On the primary well protection refrac uplift portion, the first iterations also assumed that first order infill child wells in proximity to primary parent wells delivered 40% lower EURs than analogous infill wells without offset depletion sinks (Elliott 2019). It does not assume damage to second order or higher offsets which this study will show can be significant. A review was done of 143 Haynesville recent generation completions to estimate the recovery factors for infill wells. This recovery factor was used to compare the relative performance of infills which have primary well offsets to those without them. A key finding of that comparison was that the primary well protective refracs were indeed successful in reducing EUR damage in the infill wells. They did not totally eliminate it, however. One issue that came up in SPE 212371 (Barba et al 2023) was the liner refracs in the study did not utilize "best practices" with regard to recommended friction pressure drops and was likely that +/- 40% of the protective refrac clusters were not stimulated.
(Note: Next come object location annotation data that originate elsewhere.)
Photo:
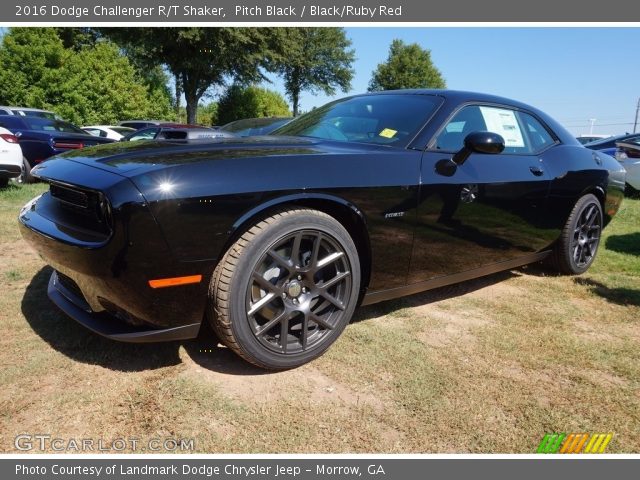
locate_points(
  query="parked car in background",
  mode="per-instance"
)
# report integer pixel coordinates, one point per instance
(115, 132)
(41, 138)
(276, 239)
(175, 133)
(608, 145)
(628, 154)
(584, 139)
(249, 127)
(138, 124)
(10, 157)
(28, 112)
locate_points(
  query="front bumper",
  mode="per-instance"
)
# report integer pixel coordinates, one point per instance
(108, 325)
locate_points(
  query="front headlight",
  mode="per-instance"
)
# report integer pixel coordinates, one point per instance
(30, 205)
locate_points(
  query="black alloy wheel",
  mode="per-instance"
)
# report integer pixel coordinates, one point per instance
(286, 289)
(298, 291)
(576, 249)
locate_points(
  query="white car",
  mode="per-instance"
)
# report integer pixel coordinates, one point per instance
(628, 154)
(108, 131)
(10, 157)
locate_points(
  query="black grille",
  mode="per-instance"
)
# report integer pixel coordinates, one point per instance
(70, 285)
(70, 196)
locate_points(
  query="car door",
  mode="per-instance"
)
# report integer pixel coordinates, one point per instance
(492, 207)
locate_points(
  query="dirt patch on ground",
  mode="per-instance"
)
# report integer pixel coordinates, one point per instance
(261, 388)
(451, 328)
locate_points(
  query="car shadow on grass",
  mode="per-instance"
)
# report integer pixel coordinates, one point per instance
(207, 352)
(620, 296)
(73, 340)
(628, 243)
(431, 296)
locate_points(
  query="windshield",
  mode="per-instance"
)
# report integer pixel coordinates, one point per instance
(255, 126)
(36, 113)
(387, 119)
(49, 125)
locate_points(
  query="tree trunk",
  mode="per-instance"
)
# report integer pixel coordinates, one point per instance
(191, 96)
(178, 88)
(295, 97)
(192, 110)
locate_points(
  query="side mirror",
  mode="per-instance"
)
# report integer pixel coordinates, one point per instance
(479, 142)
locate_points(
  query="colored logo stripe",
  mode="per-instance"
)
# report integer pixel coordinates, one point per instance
(598, 443)
(574, 443)
(551, 443)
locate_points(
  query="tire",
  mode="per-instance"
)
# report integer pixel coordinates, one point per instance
(578, 244)
(631, 192)
(279, 309)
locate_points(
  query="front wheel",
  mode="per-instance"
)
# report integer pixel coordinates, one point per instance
(576, 249)
(286, 289)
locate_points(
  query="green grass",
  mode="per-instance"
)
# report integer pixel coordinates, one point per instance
(487, 366)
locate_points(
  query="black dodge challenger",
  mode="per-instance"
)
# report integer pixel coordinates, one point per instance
(275, 240)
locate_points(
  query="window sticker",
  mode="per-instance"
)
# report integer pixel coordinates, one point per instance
(504, 123)
(388, 133)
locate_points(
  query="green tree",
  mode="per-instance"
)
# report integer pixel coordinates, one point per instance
(28, 56)
(207, 114)
(250, 102)
(201, 58)
(98, 85)
(93, 84)
(408, 66)
(314, 59)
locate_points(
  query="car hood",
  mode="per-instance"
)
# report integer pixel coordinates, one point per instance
(134, 158)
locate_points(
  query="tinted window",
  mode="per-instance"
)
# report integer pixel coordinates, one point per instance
(144, 134)
(48, 125)
(135, 125)
(503, 121)
(92, 131)
(122, 130)
(538, 136)
(35, 113)
(11, 122)
(380, 119)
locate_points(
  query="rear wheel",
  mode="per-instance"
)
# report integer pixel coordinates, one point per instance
(286, 289)
(577, 247)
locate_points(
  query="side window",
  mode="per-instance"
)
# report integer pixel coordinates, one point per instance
(539, 136)
(92, 131)
(468, 119)
(473, 118)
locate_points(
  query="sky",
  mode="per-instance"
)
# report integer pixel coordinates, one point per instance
(573, 74)
(578, 75)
The first order and second order offset EUR damage was lower than was observed in the unprotected wells. It was also observed on several occasions that the higher order more distant offsets often had similar recovery factors to lower order offsets in the same pad. Well spacing also played a role in this as the majority of the infill well spacings were less than the 1320 ft benchmark spacing (660 ft drainage radius) that provided the most consistent reasonable recovery factors. Recovery factors are based on volumetric calculations of hydrocarbon in place of an area that is the length of the lateral by the 1320 ft width and the height of the reservoir. Decline analysis provided the EUR which divided by the hydrocarbon in place yields the recovery factor.

The P10 recovery factor for new wells was 56% with most of the wells with no close offsets at the high end. The distribution of recovery factors for the 143 new wells ranged from a low 16% to a high of 79%, and a P50 value of 41%. A plot will be presented in a later section to show the distribution. The wells below the P10 56% value, were not all first-order infills to depleted primary wells. The lower performance was probably a combination of infill damage to both first and higher order infill wells, well spacings less than 1320 ft, and completion practices that often did not use the recommended 3000 psi perforation friction pressure dops to maximize cluster efficiency. (Barba and Villarreal 2023 HFTC). While the study will provide an estimate of the relative importance of each variable it is clearly not as simple as just comparing EURs.